Come September, a community group of North Brooklynites will release a digital map of toxic "hot spots" in Greenpoint and Williamsburg, where land is expensive and also, often, contaminated.
The group, called Neighbors Allied for Good Growth (NAG, for short), is working in conjunction with the Pratt Institute to compile a scary GIS map using public information from state, city, and federal health and environmental departments. Here's a preview, from Crain's:
The map will cite such spots as the North Seventh Street Starbucks, the site of an electroplating and metal-finishing operation until the late 1990s. There, federal crews cleaned up nearly 7,000 gallons of ground pollutants. Another lot, on the corner of Dupont Street in Greenpoint, formerly housed the Nuhart Plastics factory, now a state Superfund site with high levels of phthalates, trichloroethylene and petroleum.
According to NAG, the GIS map will be chock full of data about each site, including site type—Superfund? Brownfield? Oil spill? Waste transfer?—and the associated health risks.
The group also has a grant to assess plans to turn the Nuhart factory—which is currently giving off two noxious plumes (one of which has TCE, a dry-cleaning solvent associated with face numbness and liver cancer), into condos.

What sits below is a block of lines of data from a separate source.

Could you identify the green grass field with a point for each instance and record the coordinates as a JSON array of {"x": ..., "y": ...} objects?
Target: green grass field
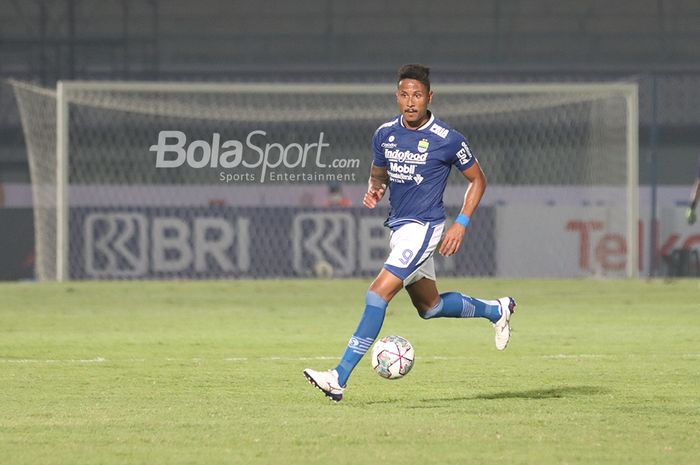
[{"x": 597, "y": 372}]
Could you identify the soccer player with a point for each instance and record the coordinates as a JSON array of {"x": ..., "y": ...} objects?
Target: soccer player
[
  {"x": 694, "y": 196},
  {"x": 413, "y": 155}
]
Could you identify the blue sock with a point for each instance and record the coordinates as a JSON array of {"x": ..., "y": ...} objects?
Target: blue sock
[
  {"x": 365, "y": 334},
  {"x": 456, "y": 305}
]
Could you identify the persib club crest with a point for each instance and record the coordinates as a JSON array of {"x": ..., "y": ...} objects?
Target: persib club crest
[{"x": 423, "y": 145}]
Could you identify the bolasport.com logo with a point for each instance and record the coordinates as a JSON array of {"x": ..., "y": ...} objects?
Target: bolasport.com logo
[{"x": 255, "y": 158}]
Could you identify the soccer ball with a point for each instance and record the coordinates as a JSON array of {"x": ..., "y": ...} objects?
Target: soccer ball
[{"x": 392, "y": 357}]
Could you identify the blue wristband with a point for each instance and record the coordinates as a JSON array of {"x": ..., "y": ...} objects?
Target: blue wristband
[{"x": 462, "y": 219}]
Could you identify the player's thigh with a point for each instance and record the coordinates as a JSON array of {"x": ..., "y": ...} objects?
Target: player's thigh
[
  {"x": 386, "y": 285},
  {"x": 424, "y": 294},
  {"x": 411, "y": 246}
]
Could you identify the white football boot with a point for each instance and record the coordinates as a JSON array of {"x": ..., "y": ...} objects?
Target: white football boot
[
  {"x": 326, "y": 382},
  {"x": 502, "y": 326}
]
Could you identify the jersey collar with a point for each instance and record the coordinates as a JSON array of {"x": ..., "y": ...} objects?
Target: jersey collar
[{"x": 425, "y": 126}]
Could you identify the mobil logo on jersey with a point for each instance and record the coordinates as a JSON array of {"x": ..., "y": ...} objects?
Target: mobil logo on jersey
[{"x": 406, "y": 156}]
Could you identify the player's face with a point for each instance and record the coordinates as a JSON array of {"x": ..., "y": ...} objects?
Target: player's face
[{"x": 413, "y": 98}]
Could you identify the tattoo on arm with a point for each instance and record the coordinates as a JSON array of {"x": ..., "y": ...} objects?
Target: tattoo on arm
[{"x": 378, "y": 177}]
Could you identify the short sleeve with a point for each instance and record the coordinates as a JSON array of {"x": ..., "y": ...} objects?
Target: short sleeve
[
  {"x": 461, "y": 153},
  {"x": 379, "y": 157}
]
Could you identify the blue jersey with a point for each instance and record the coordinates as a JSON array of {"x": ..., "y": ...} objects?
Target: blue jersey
[{"x": 418, "y": 163}]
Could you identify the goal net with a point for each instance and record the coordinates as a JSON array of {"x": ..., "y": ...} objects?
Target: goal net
[{"x": 195, "y": 180}]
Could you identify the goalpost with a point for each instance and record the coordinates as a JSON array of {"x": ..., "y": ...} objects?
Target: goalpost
[{"x": 140, "y": 177}]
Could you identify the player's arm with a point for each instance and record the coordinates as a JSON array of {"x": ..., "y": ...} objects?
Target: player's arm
[
  {"x": 376, "y": 186},
  {"x": 477, "y": 186},
  {"x": 694, "y": 197}
]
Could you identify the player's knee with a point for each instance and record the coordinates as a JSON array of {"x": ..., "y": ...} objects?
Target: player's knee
[{"x": 427, "y": 312}]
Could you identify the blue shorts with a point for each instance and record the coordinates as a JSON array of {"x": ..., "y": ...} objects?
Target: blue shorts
[{"x": 412, "y": 246}]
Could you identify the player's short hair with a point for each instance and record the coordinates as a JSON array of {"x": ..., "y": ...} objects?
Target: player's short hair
[{"x": 418, "y": 72}]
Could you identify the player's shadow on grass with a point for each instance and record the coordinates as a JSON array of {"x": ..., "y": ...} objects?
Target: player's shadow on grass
[
  {"x": 532, "y": 394},
  {"x": 551, "y": 393}
]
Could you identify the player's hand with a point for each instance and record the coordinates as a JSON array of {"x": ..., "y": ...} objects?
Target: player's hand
[
  {"x": 452, "y": 240},
  {"x": 373, "y": 196}
]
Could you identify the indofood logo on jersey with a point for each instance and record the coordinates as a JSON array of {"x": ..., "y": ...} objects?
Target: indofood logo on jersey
[{"x": 423, "y": 145}]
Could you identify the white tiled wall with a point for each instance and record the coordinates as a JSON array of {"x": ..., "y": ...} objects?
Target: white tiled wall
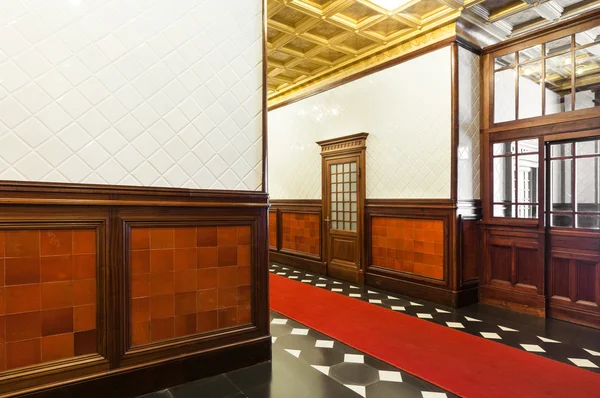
[
  {"x": 406, "y": 111},
  {"x": 132, "y": 92},
  {"x": 469, "y": 153}
]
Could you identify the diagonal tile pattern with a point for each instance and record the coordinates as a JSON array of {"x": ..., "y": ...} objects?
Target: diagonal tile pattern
[
  {"x": 151, "y": 93},
  {"x": 577, "y": 352}
]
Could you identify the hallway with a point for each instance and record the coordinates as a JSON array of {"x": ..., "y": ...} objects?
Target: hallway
[{"x": 307, "y": 363}]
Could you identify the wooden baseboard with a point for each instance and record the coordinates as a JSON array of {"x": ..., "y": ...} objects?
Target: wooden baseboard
[
  {"x": 304, "y": 263},
  {"x": 587, "y": 318},
  {"x": 531, "y": 304},
  {"x": 435, "y": 294},
  {"x": 138, "y": 380}
]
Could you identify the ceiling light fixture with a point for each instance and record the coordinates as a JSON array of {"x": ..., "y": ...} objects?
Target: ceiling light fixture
[{"x": 389, "y": 5}]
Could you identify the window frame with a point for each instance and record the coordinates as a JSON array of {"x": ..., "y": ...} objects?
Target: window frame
[
  {"x": 537, "y": 198},
  {"x": 574, "y": 212}
]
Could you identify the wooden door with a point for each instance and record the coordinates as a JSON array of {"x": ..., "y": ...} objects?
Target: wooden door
[{"x": 343, "y": 206}]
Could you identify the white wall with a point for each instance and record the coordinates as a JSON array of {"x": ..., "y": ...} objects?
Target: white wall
[
  {"x": 405, "y": 109},
  {"x": 132, "y": 92},
  {"x": 469, "y": 151}
]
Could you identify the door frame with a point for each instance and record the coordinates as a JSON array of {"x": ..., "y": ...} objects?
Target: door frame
[{"x": 331, "y": 149}]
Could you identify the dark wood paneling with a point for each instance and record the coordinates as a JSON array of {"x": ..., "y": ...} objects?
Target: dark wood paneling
[
  {"x": 312, "y": 262},
  {"x": 574, "y": 276},
  {"x": 513, "y": 269},
  {"x": 111, "y": 212},
  {"x": 458, "y": 283}
]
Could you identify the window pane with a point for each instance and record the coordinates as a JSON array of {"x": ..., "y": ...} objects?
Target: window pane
[
  {"x": 527, "y": 211},
  {"x": 528, "y": 173},
  {"x": 587, "y": 37},
  {"x": 504, "y": 96},
  {"x": 559, "y": 45},
  {"x": 558, "y": 84},
  {"x": 504, "y": 211},
  {"x": 587, "y": 174},
  {"x": 530, "y": 90},
  {"x": 560, "y": 185},
  {"x": 587, "y": 77},
  {"x": 560, "y": 150},
  {"x": 526, "y": 146},
  {"x": 504, "y": 175},
  {"x": 504, "y": 148},
  {"x": 530, "y": 53},
  {"x": 588, "y": 221},
  {"x": 561, "y": 220},
  {"x": 587, "y": 147},
  {"x": 504, "y": 61}
]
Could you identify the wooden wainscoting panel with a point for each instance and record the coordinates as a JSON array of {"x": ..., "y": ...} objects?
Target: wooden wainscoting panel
[
  {"x": 301, "y": 233},
  {"x": 296, "y": 234},
  {"x": 513, "y": 269},
  {"x": 188, "y": 280},
  {"x": 409, "y": 245},
  {"x": 53, "y": 319},
  {"x": 196, "y": 280},
  {"x": 574, "y": 277},
  {"x": 68, "y": 273},
  {"x": 49, "y": 287},
  {"x": 422, "y": 234},
  {"x": 273, "y": 231}
]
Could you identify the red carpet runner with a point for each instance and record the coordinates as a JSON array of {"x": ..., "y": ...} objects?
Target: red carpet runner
[{"x": 465, "y": 365}]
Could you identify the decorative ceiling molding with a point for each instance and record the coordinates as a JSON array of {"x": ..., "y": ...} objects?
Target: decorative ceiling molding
[{"x": 309, "y": 41}]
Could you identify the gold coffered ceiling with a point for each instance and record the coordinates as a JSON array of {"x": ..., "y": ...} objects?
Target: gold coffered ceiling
[{"x": 308, "y": 39}]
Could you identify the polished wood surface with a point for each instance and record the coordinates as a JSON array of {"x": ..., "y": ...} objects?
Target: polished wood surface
[
  {"x": 95, "y": 242},
  {"x": 280, "y": 214},
  {"x": 455, "y": 284},
  {"x": 529, "y": 266},
  {"x": 343, "y": 196}
]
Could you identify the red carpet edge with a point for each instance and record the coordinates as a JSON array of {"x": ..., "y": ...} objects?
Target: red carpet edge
[{"x": 465, "y": 365}]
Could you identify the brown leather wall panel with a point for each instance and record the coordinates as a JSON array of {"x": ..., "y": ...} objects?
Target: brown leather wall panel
[
  {"x": 409, "y": 245},
  {"x": 188, "y": 280},
  {"x": 48, "y": 286},
  {"x": 301, "y": 232}
]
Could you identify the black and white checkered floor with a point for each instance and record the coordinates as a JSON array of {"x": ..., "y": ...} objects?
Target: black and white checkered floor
[{"x": 575, "y": 345}]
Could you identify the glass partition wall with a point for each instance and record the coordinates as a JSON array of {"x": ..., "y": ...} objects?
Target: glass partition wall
[{"x": 549, "y": 78}]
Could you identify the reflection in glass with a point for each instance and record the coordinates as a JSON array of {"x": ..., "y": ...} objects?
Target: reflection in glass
[
  {"x": 561, "y": 220},
  {"x": 587, "y": 77},
  {"x": 504, "y": 179},
  {"x": 530, "y": 53},
  {"x": 504, "y": 96},
  {"x": 587, "y": 184},
  {"x": 527, "y": 179},
  {"x": 590, "y": 221},
  {"x": 560, "y": 185},
  {"x": 587, "y": 37},
  {"x": 504, "y": 61},
  {"x": 561, "y": 150},
  {"x": 587, "y": 147},
  {"x": 559, "y": 45},
  {"x": 558, "y": 84},
  {"x": 504, "y": 148},
  {"x": 526, "y": 146},
  {"x": 504, "y": 211},
  {"x": 530, "y": 90}
]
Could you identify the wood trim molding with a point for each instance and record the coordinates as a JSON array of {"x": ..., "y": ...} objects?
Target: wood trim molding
[
  {"x": 336, "y": 146},
  {"x": 111, "y": 219},
  {"x": 560, "y": 29},
  {"x": 377, "y": 68}
]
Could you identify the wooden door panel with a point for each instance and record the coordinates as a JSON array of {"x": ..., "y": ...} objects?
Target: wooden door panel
[{"x": 343, "y": 195}]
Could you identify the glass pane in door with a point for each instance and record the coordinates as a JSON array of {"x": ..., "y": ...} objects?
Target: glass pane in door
[{"x": 344, "y": 202}]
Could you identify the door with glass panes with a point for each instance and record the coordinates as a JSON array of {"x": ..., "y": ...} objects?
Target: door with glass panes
[{"x": 343, "y": 210}]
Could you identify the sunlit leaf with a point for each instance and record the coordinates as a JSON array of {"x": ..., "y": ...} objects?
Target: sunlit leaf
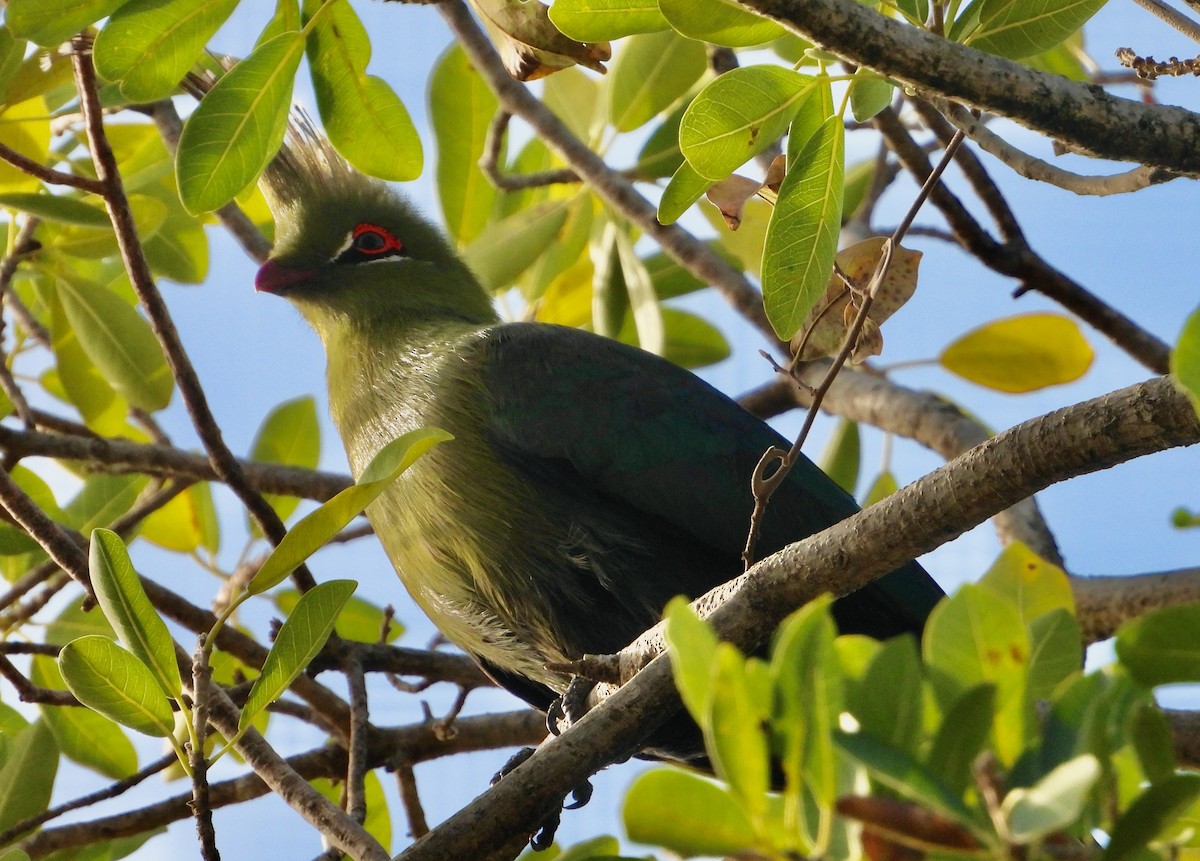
[
  {"x": 359, "y": 110},
  {"x": 238, "y": 126},
  {"x": 125, "y": 603},
  {"x": 461, "y": 108},
  {"x": 802, "y": 239},
  {"x": 705, "y": 817},
  {"x": 651, "y": 72},
  {"x": 720, "y": 22},
  {"x": 738, "y": 115},
  {"x": 1051, "y": 804},
  {"x": 150, "y": 44},
  {"x": 52, "y": 22},
  {"x": 1020, "y": 354},
  {"x": 299, "y": 640},
  {"x": 1162, "y": 646},
  {"x": 27, "y": 778},
  {"x": 595, "y": 20},
  {"x": 106, "y": 678}
]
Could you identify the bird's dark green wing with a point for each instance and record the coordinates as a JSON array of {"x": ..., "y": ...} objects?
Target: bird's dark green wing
[{"x": 628, "y": 432}]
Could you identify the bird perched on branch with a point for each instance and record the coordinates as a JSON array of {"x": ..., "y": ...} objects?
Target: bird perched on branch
[{"x": 588, "y": 481}]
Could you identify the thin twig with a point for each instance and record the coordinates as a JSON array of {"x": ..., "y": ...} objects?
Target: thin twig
[
  {"x": 202, "y": 806},
  {"x": 411, "y": 799},
  {"x": 1033, "y": 168},
  {"x": 51, "y": 175},
  {"x": 778, "y": 462}
]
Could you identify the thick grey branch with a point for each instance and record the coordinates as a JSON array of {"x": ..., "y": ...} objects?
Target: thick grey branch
[{"x": 1083, "y": 115}]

Posing the question "Are Brooklyn's hipster havens poisonous?" Crain's interviewed North Brooklyn residents who expressed varying degrees of nonchalance. "I guess that's why the coffee is so good," said Matt Dallow, an actor, of the Starbucks in question. While Andrea Hopmann of North Williamsburg said, "If there's a real danger, a lot of people in the neighborhood would work to make it better." But, "If people are growing third eyes, then I'll take the first train out of here. You have to weigh the risks."
While we wait for the truth to be compiled neatly on one clickable map, it's worth noting how much information is already out there about contaminated land in real-estate-friendly neighborhoods beyond Manhattan.
There are those Meeker Avenue Plumes just south of the Superfund Newtown Creek, for example, which are the result of "decades of dumping and irresponsible manufacturing" from dry-cleaning and metalworking businesses in the neighborhood. Chemicals in those plumes have been linked to cancer. (For a detailed map of all 57 sites around Newtown in need of remediation, gulp and look here.)
Looking beyond Williamsburg/Greenpoint, there's the coal tar soaking the soil around the Gowanus Canal, helping to give Brooklyn's other Superfund waterway its signature oily sheen, and, also, producing cancer-causing fumes. Over in Red Hook, four of the nine ballfields in Red Hook Park have been closed for "several years" thanks to lead contamination. And then there's the former home of the Wolff-Alport Chemical Company just over the Queens border in Ridgewood, which had a thing for dumping radioactive thorium into the sewers between 1924 and 1950, and was dubbed the The Most Radioactive Place in New York City by the New Yorker last spring.
But brokers and Crain's readers, fear not: It wouldn't be #Brooklyn, or #Quooklyn for that matter, without fearless DJs willing to debut bars and venues in close proximity to Superfund sites. Take it from Justin Carter and Eamon Harkin, who just opened halcyon Nowadays near the Wolff-Alport Superfund site, having had great success with their late Mister Sunday day party on the banks of the ol' Gowanus.
Carter, who had testing done to the soil on his Ridgewood site while enduring a lengthy lease-signing process last fall, told us in June that he wasn't aware of his proximity to a Superfund site until June 17th, the day before the bar opened. Still, with test results in hand, he seemed unfazed. "We're a small business, started by three guys with no investors, and we're all here all the time. So are our families." That's the spirit!